E anche il trionfo dello Spritz oltre i confini italiani è da collocarsi, spiega Serena, all’interno di una macro-tendenza: «Ciò che interessa ai francesi – e a qualsiasi mercato estero – è la scritta ‘Prosecco’. Dubito conoscano le differenze tra le varie denominazioni DOC, DOGC, Valdobbiadene, Asolo etc.: sarebbe bello se fosse così, ma siamo in una fase ancora prematura. Sono decisamente più sensibili alla tipologia – Brut, Extra Brut, Extra Dry –, prediligendo il Brut. Nonostante l’Extra Dry resti preponderante come numero di vendite all’estero, a parte l’esempio francese notiamo che in generale le persone si stanno spostando verso un consumo più secco, pure per quanto riguarda i drink».

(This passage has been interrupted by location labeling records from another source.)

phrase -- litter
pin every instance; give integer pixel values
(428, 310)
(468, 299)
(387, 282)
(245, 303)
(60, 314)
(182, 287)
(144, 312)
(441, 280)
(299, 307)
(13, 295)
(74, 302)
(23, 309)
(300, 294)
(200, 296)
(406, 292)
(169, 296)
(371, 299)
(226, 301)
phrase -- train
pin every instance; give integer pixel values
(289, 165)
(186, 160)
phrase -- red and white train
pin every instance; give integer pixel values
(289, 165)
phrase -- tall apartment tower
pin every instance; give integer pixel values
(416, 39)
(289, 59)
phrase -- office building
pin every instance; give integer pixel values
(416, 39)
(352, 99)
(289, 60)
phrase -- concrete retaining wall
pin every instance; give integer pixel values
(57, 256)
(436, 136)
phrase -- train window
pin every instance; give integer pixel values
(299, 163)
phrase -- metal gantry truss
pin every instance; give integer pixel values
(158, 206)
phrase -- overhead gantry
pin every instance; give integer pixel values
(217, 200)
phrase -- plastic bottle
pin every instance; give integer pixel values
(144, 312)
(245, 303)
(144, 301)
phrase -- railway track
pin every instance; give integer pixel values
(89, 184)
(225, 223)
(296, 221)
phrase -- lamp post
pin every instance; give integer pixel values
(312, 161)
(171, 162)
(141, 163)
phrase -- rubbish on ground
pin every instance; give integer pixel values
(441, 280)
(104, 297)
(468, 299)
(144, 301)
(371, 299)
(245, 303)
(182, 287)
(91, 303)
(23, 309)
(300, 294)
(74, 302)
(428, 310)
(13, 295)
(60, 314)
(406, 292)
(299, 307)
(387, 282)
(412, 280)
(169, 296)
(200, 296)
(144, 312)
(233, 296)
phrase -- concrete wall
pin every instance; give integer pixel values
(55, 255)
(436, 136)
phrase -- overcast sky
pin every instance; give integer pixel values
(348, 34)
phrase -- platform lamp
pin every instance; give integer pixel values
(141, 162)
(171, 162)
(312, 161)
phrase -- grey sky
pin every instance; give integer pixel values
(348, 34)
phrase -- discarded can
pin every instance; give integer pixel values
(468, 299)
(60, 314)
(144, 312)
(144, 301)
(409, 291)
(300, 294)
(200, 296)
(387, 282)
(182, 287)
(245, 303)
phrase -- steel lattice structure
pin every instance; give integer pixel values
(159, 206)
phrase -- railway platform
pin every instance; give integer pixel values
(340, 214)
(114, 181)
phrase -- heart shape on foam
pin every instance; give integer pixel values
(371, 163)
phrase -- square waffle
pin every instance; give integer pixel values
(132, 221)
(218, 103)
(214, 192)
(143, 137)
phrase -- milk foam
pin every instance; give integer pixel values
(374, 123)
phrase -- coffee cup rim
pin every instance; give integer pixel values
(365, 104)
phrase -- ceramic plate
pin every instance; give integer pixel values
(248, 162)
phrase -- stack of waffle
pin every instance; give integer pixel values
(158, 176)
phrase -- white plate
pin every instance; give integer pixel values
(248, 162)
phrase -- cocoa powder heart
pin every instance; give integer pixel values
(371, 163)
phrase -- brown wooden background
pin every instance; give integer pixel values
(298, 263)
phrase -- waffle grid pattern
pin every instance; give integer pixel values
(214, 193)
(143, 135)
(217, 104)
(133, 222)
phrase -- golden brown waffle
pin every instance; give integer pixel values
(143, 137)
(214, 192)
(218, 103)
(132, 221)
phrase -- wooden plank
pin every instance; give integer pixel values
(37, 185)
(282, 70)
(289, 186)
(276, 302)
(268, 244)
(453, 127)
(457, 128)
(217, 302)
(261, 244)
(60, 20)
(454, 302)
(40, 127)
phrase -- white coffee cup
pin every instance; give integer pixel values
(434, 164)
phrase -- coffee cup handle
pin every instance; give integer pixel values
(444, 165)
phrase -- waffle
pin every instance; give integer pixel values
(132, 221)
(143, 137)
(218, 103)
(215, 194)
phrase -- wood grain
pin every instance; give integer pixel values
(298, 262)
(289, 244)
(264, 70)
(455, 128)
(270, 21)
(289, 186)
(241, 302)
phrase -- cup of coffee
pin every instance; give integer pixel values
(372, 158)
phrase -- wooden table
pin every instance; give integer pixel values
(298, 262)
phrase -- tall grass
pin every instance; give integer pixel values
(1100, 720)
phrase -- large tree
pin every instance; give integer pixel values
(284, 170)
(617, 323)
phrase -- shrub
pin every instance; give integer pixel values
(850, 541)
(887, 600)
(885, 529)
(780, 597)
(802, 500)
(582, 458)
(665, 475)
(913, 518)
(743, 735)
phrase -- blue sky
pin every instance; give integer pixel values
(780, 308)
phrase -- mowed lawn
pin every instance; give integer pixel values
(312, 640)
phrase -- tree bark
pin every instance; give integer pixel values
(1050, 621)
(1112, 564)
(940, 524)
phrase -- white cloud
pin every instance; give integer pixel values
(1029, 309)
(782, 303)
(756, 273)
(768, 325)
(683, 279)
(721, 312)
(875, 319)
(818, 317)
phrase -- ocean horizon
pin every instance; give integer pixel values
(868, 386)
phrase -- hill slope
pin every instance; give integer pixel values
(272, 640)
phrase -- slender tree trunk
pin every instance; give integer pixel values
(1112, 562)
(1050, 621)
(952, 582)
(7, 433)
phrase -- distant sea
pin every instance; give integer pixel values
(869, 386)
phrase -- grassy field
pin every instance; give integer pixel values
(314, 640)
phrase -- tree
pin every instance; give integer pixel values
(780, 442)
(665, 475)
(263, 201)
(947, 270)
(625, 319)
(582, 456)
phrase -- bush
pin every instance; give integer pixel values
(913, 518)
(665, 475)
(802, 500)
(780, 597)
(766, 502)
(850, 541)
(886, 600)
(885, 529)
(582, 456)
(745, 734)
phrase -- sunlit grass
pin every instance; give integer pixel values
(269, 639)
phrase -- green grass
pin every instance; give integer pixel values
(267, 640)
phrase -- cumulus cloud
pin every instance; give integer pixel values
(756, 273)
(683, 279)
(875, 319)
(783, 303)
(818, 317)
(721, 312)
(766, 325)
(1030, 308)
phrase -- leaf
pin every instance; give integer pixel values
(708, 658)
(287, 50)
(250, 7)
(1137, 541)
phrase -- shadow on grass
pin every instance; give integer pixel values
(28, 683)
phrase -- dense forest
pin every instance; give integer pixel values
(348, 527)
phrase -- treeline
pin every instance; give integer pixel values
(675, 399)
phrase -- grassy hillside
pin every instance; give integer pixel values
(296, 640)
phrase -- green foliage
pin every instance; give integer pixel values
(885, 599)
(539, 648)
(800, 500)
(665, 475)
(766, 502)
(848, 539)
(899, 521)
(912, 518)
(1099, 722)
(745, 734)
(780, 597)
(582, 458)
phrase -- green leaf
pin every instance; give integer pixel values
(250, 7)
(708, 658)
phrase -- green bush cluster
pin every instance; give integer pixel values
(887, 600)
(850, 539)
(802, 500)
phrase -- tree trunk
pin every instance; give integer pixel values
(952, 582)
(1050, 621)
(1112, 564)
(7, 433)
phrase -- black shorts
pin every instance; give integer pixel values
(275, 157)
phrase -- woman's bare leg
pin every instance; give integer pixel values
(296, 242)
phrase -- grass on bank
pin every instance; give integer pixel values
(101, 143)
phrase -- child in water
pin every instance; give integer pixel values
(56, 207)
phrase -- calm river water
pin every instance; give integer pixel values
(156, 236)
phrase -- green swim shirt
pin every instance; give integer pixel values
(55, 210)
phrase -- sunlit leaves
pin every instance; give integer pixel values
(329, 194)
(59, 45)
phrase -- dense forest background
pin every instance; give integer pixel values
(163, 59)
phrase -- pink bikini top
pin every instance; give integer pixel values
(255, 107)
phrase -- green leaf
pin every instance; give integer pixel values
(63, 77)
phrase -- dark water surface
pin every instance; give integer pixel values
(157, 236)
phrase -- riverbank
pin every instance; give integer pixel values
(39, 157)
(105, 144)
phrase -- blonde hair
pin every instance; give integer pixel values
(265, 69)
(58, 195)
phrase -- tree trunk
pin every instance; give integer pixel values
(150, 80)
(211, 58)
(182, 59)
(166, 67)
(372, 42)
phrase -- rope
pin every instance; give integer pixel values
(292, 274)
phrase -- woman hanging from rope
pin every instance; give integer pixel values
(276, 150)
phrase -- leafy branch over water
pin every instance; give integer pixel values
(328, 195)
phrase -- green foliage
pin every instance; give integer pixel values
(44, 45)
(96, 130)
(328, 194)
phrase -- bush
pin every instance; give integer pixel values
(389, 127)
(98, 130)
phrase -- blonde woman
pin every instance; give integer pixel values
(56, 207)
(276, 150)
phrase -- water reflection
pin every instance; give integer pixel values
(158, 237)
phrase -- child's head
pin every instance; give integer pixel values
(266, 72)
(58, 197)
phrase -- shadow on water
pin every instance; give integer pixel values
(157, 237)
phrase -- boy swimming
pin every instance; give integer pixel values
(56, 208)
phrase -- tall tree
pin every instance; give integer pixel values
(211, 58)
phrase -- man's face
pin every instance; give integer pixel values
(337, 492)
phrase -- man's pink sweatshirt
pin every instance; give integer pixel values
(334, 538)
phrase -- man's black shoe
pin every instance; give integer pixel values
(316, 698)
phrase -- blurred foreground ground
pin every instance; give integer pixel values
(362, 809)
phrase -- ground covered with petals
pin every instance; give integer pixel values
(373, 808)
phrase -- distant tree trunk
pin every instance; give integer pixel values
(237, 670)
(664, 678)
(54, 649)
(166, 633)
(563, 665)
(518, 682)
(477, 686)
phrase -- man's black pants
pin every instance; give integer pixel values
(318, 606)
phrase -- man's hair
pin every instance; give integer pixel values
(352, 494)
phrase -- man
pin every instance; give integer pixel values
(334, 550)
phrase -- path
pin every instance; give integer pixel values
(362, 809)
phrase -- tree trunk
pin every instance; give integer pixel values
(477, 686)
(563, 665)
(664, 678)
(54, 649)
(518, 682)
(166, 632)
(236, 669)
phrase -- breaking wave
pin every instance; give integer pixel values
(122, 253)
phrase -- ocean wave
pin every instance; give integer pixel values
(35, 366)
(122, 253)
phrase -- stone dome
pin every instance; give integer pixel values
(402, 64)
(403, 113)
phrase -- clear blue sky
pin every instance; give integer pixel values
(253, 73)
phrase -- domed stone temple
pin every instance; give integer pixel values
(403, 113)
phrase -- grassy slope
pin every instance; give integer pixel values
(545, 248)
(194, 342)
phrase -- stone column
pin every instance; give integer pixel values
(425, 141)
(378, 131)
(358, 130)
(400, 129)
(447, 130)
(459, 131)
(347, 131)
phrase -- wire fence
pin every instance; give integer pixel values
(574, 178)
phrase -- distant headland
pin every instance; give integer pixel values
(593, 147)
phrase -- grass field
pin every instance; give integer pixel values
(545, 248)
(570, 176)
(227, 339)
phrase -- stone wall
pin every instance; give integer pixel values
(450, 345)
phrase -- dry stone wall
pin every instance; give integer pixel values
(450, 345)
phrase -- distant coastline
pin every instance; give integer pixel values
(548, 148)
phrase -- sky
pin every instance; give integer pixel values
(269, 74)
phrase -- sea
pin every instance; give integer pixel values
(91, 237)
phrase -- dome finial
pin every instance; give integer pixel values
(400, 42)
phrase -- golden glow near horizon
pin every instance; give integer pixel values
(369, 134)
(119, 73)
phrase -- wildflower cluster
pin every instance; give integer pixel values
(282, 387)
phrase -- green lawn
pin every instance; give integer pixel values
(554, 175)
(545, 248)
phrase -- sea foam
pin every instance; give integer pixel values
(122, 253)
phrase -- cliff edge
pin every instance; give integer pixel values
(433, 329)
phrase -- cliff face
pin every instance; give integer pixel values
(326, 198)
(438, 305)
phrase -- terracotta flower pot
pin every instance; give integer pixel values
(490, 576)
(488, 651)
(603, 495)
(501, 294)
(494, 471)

C’è infine un terzo elemento che potrebbe aver facilitato l’innamoramento dei francesi nei confronti del Prosecco, un terzo elemento di tipo legislativo. Nel gennaio dello scorso anno in Francia sono infatti state introdotte una serie di regole per limitare la natura delle promozioni su alcuni prodotti di produzione nazionale, dal foie gras allo Champagne. Le norme fanno parte di un più ampio atto governativo, denominato loi EGalim, che propone misure per migliorare la bilancia commerciale, la qualità dell’alimentazione e per semplificare il settore agricolo. La recente legislazione – ponendo dei limiti alla quantità di Champagne che può essere venduta in promozione e all’entità dello sconto sul prezzo – ha di fatto disincentivato i consumatori ad acquistarne le stesse quantità del passato e, con l’aumento della presenza del Prosecco sugli scaffali, è stato semplice passare dallo Champagne economico da supermercato alle bollicine italiane. «I francesi sono bravissimi in questo senso, perché tengono sempre alto il valore dei loro prodotti, magari rinunciando a possibili vendite. È altrettanto vero che se il Prosecco non incontrasse il gusto dei consumatori, pure a fronte di tutte le promozioni del caso, saremmo davanti a una moda passeggera e non a un trend costante: si apprezza bevuta più easy, più fresca, in un certo senso più ‘nuova’».

La proverbiale fedeltà ai prodotti nazionali in Francia sta insomma vacillando (non a caso s’è parimenti visto entrare nel mercato parecchio vino spagnolo a basso costo), ma la presa della Bastiglia è appena cominciata. «È interessante notare che le zone dove il Prosecco viene maggiormente consumato sono quelle più vicine all’Italia: la Costa Azzurra, la Provenza, la Savoia e (va da sé) Parigi», conclude Serena. «Ci sono ancora tante aree che non sono coperte da tale distribuzione, ma i numeri in crescita costante in doppia cifra degli ultimi anni ci dimostrano che c’è parecchio spazio da conquistare».

E il Prosecco, ce ne siamo accorti, pare non temere proprio nessuno.